Il 6 aprile 1931, il Guardiano della comunità di San Giovanni Rotondo, padre Raffaele da Sant’Elia a Pianisi, a nome di tutta la religiosa famiglia, protestava altamente e denunciava alle autorità competenti, per via legale, “l’ostile dimostrazione da parte di malintenzionati, avvenuta in quei giorni (31 marzo) contro il convento dei padri Cappuccini di San Giovanni Rotondo, con lancio di sassi alle finestre, forzatura di porta d’ingresso e violazione di domicilio. Sicuro che le autorità vogliano prendere seri provvedimenti e che simili atti vandalici non si ripetano più e garantire l’incolumità personale della suddetta famiglia religiosa e quella di eventuali ospiti, con stima”
Cosa era accaduto il 31 marzo?
Nei giorni precedenti si era diffusa la notizia di un possibile trasferimento di Padre Pio. Fu il Podestà Antonio Bramante, che parlò ai frati di questa disposizione e in un colloquio col padre guardiano esternò il suo pensiero: “padre guardiano, voi non potete parlare, perché avete il segreto; ma io non ho segreti: debbo parlare ed è mio dovere difendere il nostro padre Pio”. il 31 marzo si diffuse la notizia falsa e pericolosa: “è arrivato il nuovo superiore che deve portar via Padre Pio, camuffato da frate minore!”. Si trattava di padre Francesco Tignola che voleva dei consigli spirituali dal frate cappuccino.

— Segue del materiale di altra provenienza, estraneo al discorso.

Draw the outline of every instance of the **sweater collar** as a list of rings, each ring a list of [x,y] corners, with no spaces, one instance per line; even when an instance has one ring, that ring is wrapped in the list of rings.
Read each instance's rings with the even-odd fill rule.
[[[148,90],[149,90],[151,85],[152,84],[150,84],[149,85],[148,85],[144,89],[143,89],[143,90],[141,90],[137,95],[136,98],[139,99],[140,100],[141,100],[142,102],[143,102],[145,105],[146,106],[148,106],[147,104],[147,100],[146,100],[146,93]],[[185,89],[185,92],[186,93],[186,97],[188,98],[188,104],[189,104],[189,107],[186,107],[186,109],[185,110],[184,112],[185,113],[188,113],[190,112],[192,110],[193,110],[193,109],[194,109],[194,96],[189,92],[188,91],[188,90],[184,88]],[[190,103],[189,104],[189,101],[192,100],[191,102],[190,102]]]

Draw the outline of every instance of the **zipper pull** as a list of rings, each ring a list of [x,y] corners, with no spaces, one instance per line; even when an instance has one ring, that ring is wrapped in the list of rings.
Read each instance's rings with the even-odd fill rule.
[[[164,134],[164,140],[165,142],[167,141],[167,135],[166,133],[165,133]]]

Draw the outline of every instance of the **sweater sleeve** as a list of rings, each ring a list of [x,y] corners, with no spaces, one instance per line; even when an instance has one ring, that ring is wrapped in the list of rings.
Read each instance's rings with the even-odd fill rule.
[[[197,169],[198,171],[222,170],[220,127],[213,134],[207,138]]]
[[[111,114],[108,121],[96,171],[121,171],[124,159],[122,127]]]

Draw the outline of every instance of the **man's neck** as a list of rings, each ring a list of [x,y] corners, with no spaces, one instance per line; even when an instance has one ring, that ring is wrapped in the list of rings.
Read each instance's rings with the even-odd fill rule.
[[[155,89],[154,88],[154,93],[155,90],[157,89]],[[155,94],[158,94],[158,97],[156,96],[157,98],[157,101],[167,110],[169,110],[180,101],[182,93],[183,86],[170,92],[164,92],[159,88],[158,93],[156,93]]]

Una folla “inferocita e urlante” salì al convento e chiese il “nuovo superiore per spedirlo da dove era venuto”.
Il guardiano, (nella foto) era in coro, si precipitò giù, risoluto e con voce imperiosa comandò a tutti di uscire dal convento. Usciti dal chiostro, il padre Raffaele promise che sarebbe andato a chiamare padre Pio e così si calmarono. Il cappuccino stigmatizzato si affacciò alla finestra della prima stanza vicino al coro e assicurò che il padre venuto era un povero forestiero che, di ritorno dalla predicazione, era salito a far visita ai confratelli. La gente diffidava. Quando venne il podestà con i carabinieri, la folla si calmò ed andarono quasi tutti via. Infatti alcuni restarono per organizzare un servizio di vigilanza attorno al convento.
La lettera del guardiano, il giorno dopo, giunse la provinciale, fr. Bernardo d’Alpicella, che scrisse al Generale padre Melchiorre da Benisa raccontando l’accaduto e suggerendo assicurazione – da parte di lui – “che lassù non si recherà nessun religioso forestiero per restarvi, per calmare e tranquillizzare la popolazione ed evitare fatti di sangue”.